Resource Management subject begins at page 56.

Examples from page 57 to 59 use resources.limits and resources.requests defined using "Mi" (Mebibytes) but the explanations in the book describe these values as "MB" (Megabytes)

The first example on page 57 expresses the following resource:

```yaml
---
apiVersion: v1
kind: Pod
metadata:
name: kuard
spec:
containers:
- image: gcr.io/kuar-demo/kuard-amd64:blue
name: kuard
resources:
requests:
cpu: "500m"
memory: "128Mi"
ports:
- containerPort: 8080
- name: http
- protocol: TCP
```

and describes `memory: "128Mi"` as: "128 MB of memory".

This happens in each paragraph just before each example on page 57 to 58 and in this chapters last paragraph, just above "Persisting Data with Volumes" on page 59.

Vincent Van Driessche  Jan 05, 2022 
PDF Page 73
2nd paragraph

Deprecated command
$ kubectl exec kuard date
$ kubectl exec -it kuard ash

Should be

$kubectl exec kuard -- date
$kubectl exec -it kuard -- ash

Ileriayo Adebiyi  Jan 22, 2022 
ePub Page 143
Code block for creating sample Service Objects

In Chapter 7, and many areas throughout the book, it is suggested to use

`kubectl run` with the flag --replicas.

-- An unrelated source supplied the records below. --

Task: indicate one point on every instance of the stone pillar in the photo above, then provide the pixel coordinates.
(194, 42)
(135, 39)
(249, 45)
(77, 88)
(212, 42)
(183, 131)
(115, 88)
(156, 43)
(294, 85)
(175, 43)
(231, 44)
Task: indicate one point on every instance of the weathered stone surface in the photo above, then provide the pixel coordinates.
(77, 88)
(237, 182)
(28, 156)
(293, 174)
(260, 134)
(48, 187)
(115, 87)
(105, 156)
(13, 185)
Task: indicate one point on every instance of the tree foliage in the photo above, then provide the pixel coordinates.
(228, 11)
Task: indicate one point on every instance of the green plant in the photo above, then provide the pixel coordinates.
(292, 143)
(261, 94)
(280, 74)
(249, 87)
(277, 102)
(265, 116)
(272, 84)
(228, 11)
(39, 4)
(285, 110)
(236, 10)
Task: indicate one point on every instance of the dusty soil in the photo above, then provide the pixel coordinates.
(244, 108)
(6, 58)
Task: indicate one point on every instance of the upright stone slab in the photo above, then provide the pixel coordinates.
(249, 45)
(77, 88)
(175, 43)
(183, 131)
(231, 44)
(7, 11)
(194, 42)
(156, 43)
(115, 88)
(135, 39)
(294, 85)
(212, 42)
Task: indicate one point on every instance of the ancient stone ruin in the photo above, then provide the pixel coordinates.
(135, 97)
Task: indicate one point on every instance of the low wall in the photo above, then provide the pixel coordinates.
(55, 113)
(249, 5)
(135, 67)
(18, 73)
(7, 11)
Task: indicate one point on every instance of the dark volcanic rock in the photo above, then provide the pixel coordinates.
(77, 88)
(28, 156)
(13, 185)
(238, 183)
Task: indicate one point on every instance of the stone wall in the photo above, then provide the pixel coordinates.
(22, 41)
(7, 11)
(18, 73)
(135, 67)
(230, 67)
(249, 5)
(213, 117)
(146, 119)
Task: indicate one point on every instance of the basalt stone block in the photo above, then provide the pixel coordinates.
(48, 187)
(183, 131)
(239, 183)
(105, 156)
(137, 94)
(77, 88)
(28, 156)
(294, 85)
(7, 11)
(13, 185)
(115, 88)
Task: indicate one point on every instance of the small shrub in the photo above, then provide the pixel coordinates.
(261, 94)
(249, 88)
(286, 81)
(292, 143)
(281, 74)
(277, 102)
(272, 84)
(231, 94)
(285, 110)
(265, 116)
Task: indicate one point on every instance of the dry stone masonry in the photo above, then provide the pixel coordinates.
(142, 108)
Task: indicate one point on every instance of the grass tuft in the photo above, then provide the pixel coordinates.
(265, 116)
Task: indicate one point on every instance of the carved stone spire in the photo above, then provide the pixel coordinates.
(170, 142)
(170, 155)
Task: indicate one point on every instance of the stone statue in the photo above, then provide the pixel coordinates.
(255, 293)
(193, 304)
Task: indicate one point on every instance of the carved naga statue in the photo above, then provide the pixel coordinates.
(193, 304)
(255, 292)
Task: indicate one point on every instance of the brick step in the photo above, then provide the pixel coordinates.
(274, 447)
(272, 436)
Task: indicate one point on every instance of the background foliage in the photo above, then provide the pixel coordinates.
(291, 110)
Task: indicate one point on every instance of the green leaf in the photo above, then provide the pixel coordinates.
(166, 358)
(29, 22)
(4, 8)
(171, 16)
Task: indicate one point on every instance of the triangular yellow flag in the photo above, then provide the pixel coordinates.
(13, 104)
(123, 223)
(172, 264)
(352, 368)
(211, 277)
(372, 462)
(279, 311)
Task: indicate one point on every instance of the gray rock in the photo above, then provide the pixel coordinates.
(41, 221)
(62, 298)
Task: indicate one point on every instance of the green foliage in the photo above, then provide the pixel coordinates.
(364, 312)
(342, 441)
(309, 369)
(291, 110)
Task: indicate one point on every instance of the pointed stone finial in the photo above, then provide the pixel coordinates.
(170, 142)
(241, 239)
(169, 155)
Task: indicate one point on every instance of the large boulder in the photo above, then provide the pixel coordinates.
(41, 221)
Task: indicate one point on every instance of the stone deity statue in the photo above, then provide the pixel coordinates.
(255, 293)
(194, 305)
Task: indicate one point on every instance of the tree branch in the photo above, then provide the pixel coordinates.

This is improper for two reasons:

1. The replicas flag is deprecated.
2. `kubectl run` is no longer recommended.

`Kubectl create` is recommended if you want to create deployments via cmd line.
This would require you to subsequently apply the labels, as `kubectl create` doesn't support --labels flag.

Example from CH. 7
$ kubectl run alpaca-prod \
--image=gcr.io/kuar-demo/kuard-amd64:blue \
--replicas=3 \
--port=8080 \
--labels="ver=1,app=alpaca,env=prod"

In actuality, to achieve this same deployment via CLI, you must:
$ kubectl create deployment alpaca-prod --image=gcr.io/kuar-demo/kuard-amd64:blue \
--replicas=3 \
--port=8080
$ kubectl label deployments alpaca-prod app- && \
kubectl label deployments alpaca-prod app=alpaca ver=1 env=prod

Note that the 'app' label is automatically applied to match the deployment name, and therefore first removed before applying all labels (in order to be congruent with the subsequent book's content and use of labels).



Adam Woolhether  Dec 07, 2020 
Printed Page 149
12-7 job-consumers.yaml

KUAR 2nd Edition
Chapter 12 Job Patterns
Page 149
12-7 job-consumers.yaml

Using the printed spec.spec.containers.image ':blue' image version and the containers do not start due to

```
Error: failed to start container "worker": Error response from daemon: OCI runtime create failed: container_linux.go:345: starting container process caused "exec: \"--keygen-enable\": executable file not found in $PATH": unknown
```

Changing the image to "gcr.io/kuar-demo/kuard-amd64:1" seems to solve the issue.